Solheim 01 | EUROPA: Der Beginn einer Dystopie (German Edition)
Sangre-Energie war ebenso wenig geklärt, wie der Verbleib der Children of Chou.
„Etwas verstehe ich nicht ganz“, sagte die Frau, die sich nun die blutigen Handschuhe abstreifte. „Was hat Isaak dazu bewegt, den Korridoren zu folgen und nicht mit euch nach Island zu fliegen?“
„Darüber hat jeder seine eigene Meinung“, sagte Rasmus und warf einen Blick auf die dahingleitenden Quallen, in denen sich das Licht des Nachmittags brach. „Wir haben das immer wieder besprochen in den Jahren danach.
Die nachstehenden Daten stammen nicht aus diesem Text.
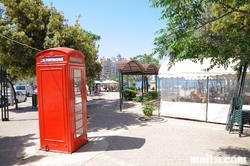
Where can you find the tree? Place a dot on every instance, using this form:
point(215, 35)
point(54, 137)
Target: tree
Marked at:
point(28, 27)
point(199, 29)
point(146, 59)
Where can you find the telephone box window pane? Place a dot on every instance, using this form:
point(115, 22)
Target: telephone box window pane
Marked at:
point(78, 99)
point(78, 107)
point(78, 115)
point(79, 132)
point(79, 124)
point(77, 82)
point(77, 73)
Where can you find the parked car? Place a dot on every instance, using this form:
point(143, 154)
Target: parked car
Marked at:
point(2, 101)
point(20, 97)
point(25, 89)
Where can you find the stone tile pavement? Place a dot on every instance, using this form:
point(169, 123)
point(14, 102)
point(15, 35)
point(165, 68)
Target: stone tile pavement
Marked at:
point(120, 139)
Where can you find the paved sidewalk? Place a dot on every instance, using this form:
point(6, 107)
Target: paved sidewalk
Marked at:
point(120, 139)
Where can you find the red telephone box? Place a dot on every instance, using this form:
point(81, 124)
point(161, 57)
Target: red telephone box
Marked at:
point(61, 87)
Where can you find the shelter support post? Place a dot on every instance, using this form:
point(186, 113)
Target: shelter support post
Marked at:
point(120, 89)
point(207, 99)
point(142, 87)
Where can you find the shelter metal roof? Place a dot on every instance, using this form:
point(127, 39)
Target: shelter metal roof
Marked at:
point(150, 69)
point(128, 66)
point(132, 67)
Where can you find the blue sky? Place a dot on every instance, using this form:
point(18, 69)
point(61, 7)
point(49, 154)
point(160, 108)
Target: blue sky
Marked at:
point(126, 27)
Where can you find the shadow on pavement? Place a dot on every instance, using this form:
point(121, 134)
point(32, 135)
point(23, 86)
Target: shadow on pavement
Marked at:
point(235, 152)
point(105, 115)
point(15, 148)
point(112, 143)
point(124, 143)
point(23, 109)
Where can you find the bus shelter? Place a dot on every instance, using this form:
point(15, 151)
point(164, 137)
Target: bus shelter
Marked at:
point(132, 67)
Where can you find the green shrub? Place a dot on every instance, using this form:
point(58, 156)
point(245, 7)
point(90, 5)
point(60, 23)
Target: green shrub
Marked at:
point(129, 93)
point(150, 95)
point(137, 99)
point(148, 108)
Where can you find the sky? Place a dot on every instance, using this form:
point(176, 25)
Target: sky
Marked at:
point(126, 27)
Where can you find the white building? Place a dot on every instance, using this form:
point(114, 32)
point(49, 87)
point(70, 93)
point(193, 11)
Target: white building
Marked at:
point(109, 66)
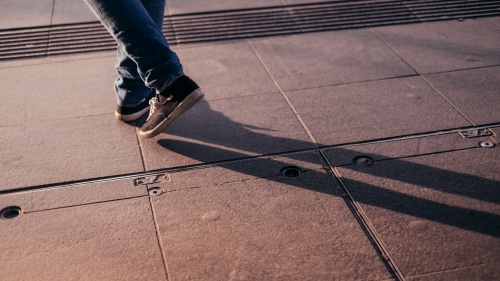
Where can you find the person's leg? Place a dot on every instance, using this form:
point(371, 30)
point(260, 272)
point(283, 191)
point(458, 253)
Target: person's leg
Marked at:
point(132, 94)
point(133, 28)
point(130, 24)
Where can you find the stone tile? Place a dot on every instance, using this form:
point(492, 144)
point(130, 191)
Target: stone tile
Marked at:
point(227, 129)
point(226, 70)
point(329, 58)
point(345, 155)
point(445, 46)
point(275, 228)
point(479, 272)
point(72, 195)
point(372, 110)
point(443, 209)
point(67, 150)
point(25, 13)
point(197, 6)
point(496, 20)
point(474, 92)
point(108, 241)
point(57, 59)
point(54, 91)
point(72, 11)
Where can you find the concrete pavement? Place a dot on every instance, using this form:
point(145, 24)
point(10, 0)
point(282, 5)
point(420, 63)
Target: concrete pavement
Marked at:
point(355, 154)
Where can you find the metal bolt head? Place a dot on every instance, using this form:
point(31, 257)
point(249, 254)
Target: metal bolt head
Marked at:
point(155, 191)
point(363, 160)
point(11, 212)
point(486, 144)
point(291, 171)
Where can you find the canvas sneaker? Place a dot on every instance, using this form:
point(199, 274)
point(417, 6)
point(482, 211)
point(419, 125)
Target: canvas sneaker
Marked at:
point(127, 114)
point(168, 105)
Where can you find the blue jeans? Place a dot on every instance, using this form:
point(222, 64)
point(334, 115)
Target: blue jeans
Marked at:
point(144, 58)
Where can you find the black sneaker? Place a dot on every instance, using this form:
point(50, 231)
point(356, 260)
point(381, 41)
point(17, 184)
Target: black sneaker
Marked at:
point(169, 105)
point(128, 114)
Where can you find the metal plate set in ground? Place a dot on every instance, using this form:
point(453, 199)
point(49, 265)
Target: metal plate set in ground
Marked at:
point(244, 23)
point(282, 217)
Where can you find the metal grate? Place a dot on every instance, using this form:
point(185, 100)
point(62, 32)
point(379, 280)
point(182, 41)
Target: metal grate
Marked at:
point(246, 23)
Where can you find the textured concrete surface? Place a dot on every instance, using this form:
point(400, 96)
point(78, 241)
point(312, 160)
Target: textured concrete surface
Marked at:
point(214, 197)
point(227, 129)
point(329, 58)
point(227, 70)
point(195, 6)
point(436, 47)
point(372, 110)
point(115, 240)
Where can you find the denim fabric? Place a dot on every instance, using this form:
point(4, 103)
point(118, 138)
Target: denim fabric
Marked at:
point(144, 58)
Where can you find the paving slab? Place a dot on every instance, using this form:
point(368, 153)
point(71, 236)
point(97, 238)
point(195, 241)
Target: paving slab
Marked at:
point(435, 213)
point(474, 92)
point(72, 11)
point(67, 150)
point(25, 13)
point(479, 272)
point(107, 241)
point(72, 195)
point(328, 58)
point(198, 6)
point(444, 46)
point(62, 90)
point(226, 70)
point(276, 228)
point(393, 149)
point(227, 129)
point(371, 110)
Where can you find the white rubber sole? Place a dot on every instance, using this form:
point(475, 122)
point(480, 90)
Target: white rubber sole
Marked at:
point(131, 117)
point(184, 106)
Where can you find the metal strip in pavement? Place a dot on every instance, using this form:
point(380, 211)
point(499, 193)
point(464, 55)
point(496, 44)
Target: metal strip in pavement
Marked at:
point(241, 160)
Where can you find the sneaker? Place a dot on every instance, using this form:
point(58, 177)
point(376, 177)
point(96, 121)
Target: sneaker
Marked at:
point(127, 114)
point(169, 105)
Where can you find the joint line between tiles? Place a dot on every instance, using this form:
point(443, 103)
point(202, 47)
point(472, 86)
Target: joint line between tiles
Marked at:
point(422, 77)
point(364, 220)
point(141, 150)
point(309, 134)
point(158, 238)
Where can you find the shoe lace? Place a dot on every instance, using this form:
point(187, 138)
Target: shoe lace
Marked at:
point(152, 103)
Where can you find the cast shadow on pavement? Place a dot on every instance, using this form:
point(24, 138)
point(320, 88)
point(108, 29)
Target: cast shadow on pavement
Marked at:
point(207, 127)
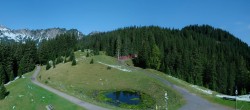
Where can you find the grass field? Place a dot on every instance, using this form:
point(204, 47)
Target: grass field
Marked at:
point(212, 98)
point(85, 80)
point(24, 95)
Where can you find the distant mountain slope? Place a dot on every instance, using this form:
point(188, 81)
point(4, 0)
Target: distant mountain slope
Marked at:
point(38, 35)
point(199, 54)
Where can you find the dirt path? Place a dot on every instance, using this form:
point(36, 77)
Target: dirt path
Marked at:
point(72, 99)
point(193, 102)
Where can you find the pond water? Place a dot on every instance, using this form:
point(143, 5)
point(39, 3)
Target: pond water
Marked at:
point(127, 97)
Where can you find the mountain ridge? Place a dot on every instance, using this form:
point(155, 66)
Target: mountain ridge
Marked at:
point(21, 35)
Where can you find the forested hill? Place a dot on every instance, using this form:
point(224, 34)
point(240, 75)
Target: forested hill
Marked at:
point(199, 54)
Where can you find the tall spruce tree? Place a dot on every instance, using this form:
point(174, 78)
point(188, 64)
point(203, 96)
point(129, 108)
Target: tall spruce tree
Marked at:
point(3, 91)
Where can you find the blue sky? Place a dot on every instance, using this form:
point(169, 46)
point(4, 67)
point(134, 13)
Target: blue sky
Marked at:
point(106, 15)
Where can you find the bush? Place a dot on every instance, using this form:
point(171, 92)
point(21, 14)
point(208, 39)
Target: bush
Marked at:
point(87, 54)
point(48, 66)
point(73, 62)
point(108, 68)
point(3, 92)
point(92, 61)
point(59, 60)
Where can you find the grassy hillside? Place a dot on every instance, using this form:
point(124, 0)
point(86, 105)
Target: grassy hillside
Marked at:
point(86, 80)
point(24, 95)
point(211, 97)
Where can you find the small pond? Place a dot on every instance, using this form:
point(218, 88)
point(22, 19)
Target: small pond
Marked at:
point(121, 97)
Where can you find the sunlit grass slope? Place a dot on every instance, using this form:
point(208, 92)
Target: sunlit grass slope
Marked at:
point(85, 80)
point(24, 95)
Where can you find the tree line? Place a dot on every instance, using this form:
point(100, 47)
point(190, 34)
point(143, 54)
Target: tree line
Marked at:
point(18, 58)
point(199, 54)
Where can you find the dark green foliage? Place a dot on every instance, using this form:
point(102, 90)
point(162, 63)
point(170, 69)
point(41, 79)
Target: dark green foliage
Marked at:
point(155, 58)
point(73, 62)
point(108, 68)
point(62, 45)
point(48, 66)
point(3, 91)
point(92, 61)
point(72, 56)
point(59, 60)
point(54, 64)
point(87, 54)
point(201, 55)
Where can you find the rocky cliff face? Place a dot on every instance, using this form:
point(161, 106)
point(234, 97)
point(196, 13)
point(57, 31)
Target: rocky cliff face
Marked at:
point(38, 35)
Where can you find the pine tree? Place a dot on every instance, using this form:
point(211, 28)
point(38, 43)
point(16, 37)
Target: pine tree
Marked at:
point(155, 57)
point(73, 62)
point(92, 61)
point(2, 91)
point(87, 54)
point(48, 66)
point(72, 56)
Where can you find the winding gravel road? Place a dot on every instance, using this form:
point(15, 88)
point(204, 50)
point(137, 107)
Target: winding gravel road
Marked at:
point(72, 99)
point(193, 102)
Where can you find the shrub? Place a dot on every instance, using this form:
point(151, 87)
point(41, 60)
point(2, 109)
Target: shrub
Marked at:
point(73, 62)
point(3, 92)
point(92, 61)
point(108, 68)
point(87, 54)
point(48, 66)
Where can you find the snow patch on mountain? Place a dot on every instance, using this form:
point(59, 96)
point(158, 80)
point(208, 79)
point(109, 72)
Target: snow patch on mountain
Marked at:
point(38, 35)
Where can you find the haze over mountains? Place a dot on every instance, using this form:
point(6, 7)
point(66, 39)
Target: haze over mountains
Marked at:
point(21, 35)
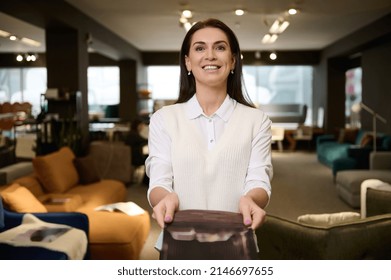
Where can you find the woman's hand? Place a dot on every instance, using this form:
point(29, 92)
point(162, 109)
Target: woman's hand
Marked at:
point(164, 210)
point(253, 214)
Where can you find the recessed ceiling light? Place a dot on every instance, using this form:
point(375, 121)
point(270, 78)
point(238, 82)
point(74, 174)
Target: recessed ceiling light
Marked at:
point(239, 12)
point(187, 13)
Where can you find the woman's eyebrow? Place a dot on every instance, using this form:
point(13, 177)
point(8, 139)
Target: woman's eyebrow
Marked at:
point(215, 43)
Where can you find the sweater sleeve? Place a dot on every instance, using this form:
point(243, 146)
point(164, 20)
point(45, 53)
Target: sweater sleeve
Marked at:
point(158, 164)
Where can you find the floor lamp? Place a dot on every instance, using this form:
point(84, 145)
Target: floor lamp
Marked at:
point(375, 116)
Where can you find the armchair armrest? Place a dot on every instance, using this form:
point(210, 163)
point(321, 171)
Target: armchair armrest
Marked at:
point(283, 239)
point(325, 138)
point(375, 198)
point(380, 160)
point(360, 155)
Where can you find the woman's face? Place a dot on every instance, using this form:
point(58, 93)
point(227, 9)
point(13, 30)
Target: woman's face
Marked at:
point(210, 58)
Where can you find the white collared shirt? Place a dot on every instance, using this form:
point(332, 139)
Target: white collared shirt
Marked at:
point(158, 164)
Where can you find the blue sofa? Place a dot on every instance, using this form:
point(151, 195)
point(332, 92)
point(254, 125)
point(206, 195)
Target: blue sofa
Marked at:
point(351, 152)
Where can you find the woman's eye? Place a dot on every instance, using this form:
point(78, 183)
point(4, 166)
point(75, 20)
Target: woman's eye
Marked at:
point(220, 48)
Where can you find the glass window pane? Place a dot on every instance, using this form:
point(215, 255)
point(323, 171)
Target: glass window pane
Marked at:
point(103, 87)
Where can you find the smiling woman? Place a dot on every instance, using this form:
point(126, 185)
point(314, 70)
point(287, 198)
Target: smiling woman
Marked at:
point(196, 160)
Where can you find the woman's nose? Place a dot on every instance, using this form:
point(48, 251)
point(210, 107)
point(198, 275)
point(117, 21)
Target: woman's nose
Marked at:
point(210, 54)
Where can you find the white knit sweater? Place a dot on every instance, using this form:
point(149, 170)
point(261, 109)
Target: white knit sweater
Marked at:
point(214, 179)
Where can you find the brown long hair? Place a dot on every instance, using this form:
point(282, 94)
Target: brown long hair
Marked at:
point(235, 89)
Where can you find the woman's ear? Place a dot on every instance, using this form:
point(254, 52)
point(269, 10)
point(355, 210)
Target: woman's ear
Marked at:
point(188, 64)
point(233, 62)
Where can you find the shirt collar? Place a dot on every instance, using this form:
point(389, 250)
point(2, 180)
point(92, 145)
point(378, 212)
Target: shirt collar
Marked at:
point(225, 111)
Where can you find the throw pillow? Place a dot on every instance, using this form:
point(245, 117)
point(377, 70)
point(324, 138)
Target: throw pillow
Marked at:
point(328, 219)
point(20, 199)
point(87, 171)
point(56, 170)
point(1, 214)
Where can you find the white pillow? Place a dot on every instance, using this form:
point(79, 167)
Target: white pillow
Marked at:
point(328, 219)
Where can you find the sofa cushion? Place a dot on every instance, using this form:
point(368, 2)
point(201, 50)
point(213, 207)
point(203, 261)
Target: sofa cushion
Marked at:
point(86, 170)
point(19, 199)
point(56, 171)
point(328, 219)
point(31, 183)
point(347, 135)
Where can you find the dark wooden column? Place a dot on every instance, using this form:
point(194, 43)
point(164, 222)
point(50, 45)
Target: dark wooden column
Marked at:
point(67, 63)
point(128, 89)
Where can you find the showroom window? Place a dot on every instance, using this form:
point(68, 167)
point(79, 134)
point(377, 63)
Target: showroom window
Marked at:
point(264, 84)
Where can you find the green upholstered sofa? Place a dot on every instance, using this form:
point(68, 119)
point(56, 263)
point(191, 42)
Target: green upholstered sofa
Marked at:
point(349, 150)
point(361, 238)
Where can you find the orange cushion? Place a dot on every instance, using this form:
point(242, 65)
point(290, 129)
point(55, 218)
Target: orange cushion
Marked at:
point(56, 171)
point(20, 199)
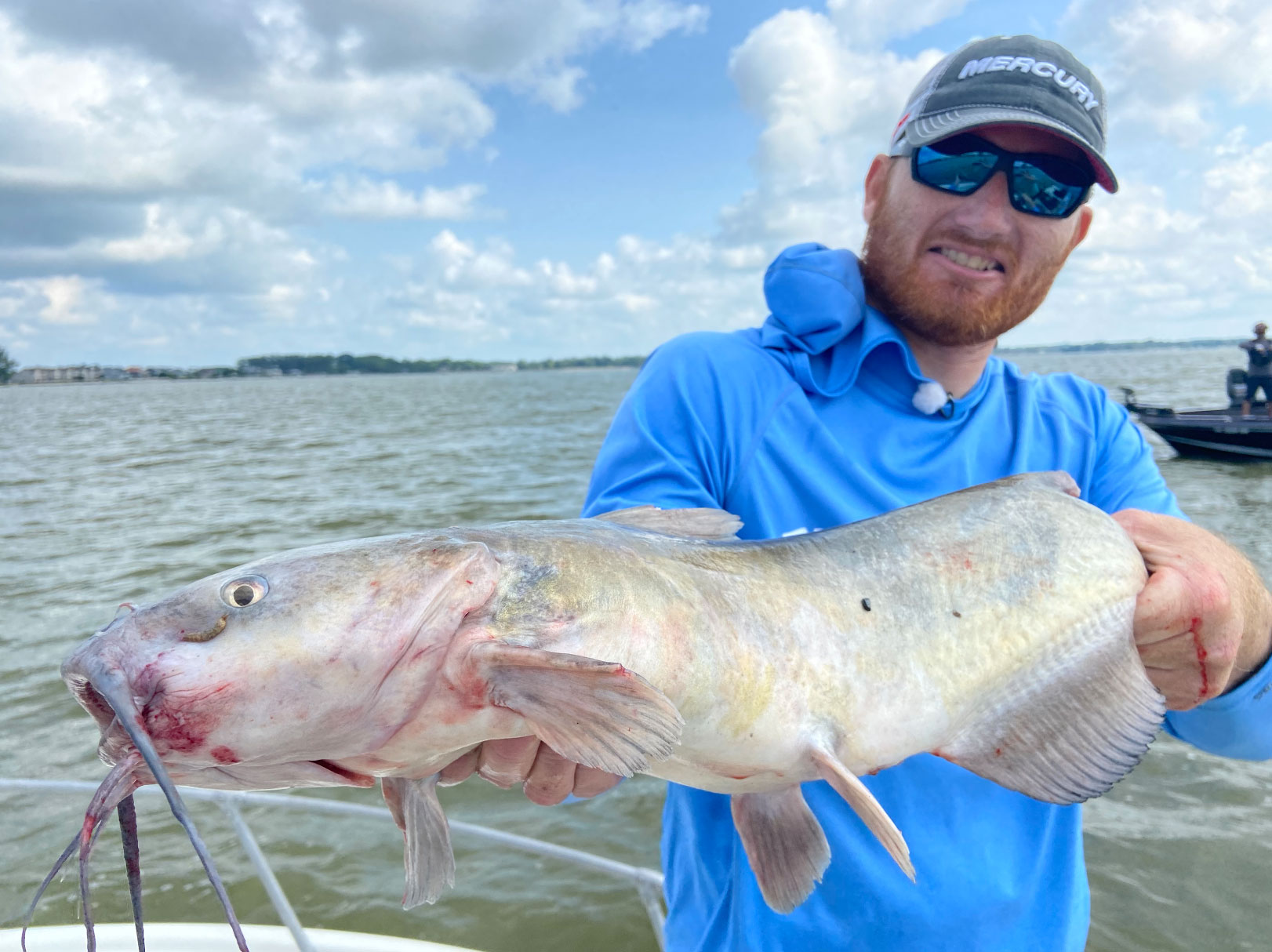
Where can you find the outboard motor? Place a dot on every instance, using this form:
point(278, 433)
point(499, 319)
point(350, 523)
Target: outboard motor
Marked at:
point(1237, 390)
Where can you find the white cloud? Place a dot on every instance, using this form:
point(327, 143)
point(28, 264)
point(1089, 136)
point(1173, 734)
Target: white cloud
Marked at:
point(868, 24)
point(827, 107)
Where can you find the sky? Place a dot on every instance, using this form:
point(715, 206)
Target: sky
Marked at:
point(188, 183)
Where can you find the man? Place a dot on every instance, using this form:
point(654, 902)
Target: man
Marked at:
point(873, 386)
point(1258, 374)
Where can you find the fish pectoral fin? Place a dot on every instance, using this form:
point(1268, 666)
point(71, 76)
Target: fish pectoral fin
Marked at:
point(785, 844)
point(431, 863)
point(692, 523)
point(592, 712)
point(867, 807)
point(1074, 727)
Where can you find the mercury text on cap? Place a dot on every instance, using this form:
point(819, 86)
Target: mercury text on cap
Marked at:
point(1038, 67)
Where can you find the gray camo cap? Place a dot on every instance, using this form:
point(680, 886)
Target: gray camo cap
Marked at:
point(1019, 81)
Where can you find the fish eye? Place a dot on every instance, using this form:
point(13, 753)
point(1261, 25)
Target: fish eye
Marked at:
point(245, 590)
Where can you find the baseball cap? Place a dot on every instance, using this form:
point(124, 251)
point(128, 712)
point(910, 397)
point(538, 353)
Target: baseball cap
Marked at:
point(1018, 81)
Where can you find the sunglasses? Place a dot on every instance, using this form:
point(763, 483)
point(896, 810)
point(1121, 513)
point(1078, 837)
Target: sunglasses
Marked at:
point(1037, 183)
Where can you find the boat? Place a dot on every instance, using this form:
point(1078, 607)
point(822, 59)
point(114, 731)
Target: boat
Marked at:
point(198, 937)
point(1223, 433)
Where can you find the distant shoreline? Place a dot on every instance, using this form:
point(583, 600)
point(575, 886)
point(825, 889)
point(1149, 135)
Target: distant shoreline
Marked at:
point(373, 364)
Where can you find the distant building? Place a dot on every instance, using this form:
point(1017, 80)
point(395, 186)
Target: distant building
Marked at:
point(57, 374)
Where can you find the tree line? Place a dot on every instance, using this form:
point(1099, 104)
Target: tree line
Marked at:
point(373, 363)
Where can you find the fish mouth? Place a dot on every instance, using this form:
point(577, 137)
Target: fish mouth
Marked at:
point(90, 700)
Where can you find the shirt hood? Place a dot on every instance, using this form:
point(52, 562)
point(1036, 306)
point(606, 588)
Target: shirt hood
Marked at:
point(821, 327)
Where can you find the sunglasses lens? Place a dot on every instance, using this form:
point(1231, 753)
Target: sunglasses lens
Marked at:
point(1047, 185)
point(953, 171)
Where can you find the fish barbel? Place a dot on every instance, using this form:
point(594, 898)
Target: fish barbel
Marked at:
point(991, 627)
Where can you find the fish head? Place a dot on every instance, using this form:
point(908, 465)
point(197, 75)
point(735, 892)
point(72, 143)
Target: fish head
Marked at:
point(261, 674)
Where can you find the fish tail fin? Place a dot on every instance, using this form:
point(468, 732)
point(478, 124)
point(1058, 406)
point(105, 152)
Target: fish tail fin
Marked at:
point(785, 844)
point(867, 807)
point(1075, 729)
point(594, 713)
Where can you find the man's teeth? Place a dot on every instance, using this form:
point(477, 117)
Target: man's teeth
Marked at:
point(975, 261)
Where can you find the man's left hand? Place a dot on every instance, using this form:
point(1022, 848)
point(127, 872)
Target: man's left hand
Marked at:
point(1204, 621)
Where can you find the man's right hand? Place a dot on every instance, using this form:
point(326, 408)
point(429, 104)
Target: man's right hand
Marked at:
point(547, 776)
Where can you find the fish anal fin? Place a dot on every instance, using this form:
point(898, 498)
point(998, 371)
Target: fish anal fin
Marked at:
point(592, 712)
point(1075, 727)
point(867, 807)
point(431, 863)
point(785, 844)
point(691, 523)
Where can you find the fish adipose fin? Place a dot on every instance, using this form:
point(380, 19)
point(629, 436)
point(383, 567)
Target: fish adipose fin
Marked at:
point(692, 523)
point(1077, 725)
point(592, 712)
point(431, 863)
point(785, 844)
point(867, 807)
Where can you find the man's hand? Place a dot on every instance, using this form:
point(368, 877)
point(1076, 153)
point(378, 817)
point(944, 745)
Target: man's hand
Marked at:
point(547, 776)
point(1204, 623)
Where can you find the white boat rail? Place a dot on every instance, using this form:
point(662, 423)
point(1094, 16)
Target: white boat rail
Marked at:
point(646, 882)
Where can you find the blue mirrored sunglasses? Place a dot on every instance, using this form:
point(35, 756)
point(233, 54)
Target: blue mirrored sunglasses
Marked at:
point(1037, 183)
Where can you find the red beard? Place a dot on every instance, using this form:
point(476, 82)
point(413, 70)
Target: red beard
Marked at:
point(950, 314)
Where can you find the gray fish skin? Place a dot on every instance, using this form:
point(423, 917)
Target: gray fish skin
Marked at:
point(998, 635)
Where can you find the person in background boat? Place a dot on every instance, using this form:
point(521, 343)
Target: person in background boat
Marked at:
point(871, 386)
point(1258, 374)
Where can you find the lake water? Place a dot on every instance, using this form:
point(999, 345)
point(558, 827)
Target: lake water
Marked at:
point(114, 492)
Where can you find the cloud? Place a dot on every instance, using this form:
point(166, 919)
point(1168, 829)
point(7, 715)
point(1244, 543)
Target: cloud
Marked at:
point(1164, 63)
point(828, 104)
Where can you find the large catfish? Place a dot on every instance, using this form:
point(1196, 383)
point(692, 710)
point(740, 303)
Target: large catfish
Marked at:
point(991, 627)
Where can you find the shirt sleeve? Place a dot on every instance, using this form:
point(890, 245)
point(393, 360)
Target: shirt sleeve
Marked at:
point(1237, 723)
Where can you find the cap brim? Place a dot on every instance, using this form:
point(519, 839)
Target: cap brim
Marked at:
point(929, 129)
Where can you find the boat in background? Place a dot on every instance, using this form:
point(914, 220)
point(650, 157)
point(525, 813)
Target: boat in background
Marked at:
point(1216, 434)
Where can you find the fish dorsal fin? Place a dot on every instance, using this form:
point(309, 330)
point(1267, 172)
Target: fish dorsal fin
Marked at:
point(1070, 727)
point(691, 523)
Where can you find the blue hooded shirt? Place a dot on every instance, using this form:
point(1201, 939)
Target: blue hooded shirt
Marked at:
point(809, 422)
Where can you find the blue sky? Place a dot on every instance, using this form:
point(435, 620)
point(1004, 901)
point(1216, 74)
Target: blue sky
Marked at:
point(190, 183)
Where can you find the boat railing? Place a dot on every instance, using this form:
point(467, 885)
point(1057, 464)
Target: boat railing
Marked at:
point(646, 882)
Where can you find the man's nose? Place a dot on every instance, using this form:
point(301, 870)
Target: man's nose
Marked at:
point(987, 212)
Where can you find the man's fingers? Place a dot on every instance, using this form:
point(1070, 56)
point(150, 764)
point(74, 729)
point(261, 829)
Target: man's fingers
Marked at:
point(460, 769)
point(588, 782)
point(507, 761)
point(551, 778)
point(1161, 609)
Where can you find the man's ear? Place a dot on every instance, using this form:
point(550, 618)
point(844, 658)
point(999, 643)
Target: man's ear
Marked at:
point(1084, 224)
point(875, 186)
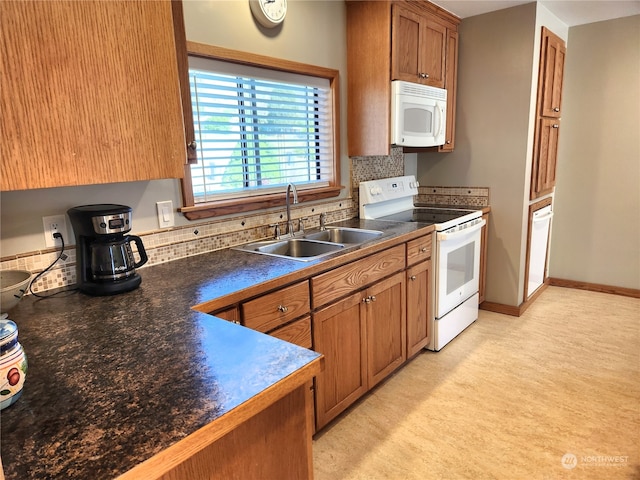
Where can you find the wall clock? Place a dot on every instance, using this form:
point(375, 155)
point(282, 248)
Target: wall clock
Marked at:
point(269, 13)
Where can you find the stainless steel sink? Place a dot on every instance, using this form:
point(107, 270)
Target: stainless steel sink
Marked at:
point(345, 235)
point(302, 249)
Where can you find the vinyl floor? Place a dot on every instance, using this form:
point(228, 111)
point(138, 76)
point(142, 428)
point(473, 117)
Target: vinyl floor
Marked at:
point(553, 394)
Ich glaube, es war wegen Ninive. Nicht wegen Nina. Es ging um Ninive. Er hat gesehen, dass sie ihn brauchte um ihre eigene Welt wieder auf sichere Füße zu stellen.“
„So einfach ist das nicht“, widersprach Lilian. „Er ist gegangen, weil er Ninives Anziehungskraft nicht widerstehen konnte und Angst hatte, das könne seine obsessive Suche nach Nina wieder ans Tageslicht zerren. Das wäre für die Mission zu gefährlich gewesen.“
„Aber spielt seine Motivation am Ende eine wirkliche Rolle?“, fragte Rasmus.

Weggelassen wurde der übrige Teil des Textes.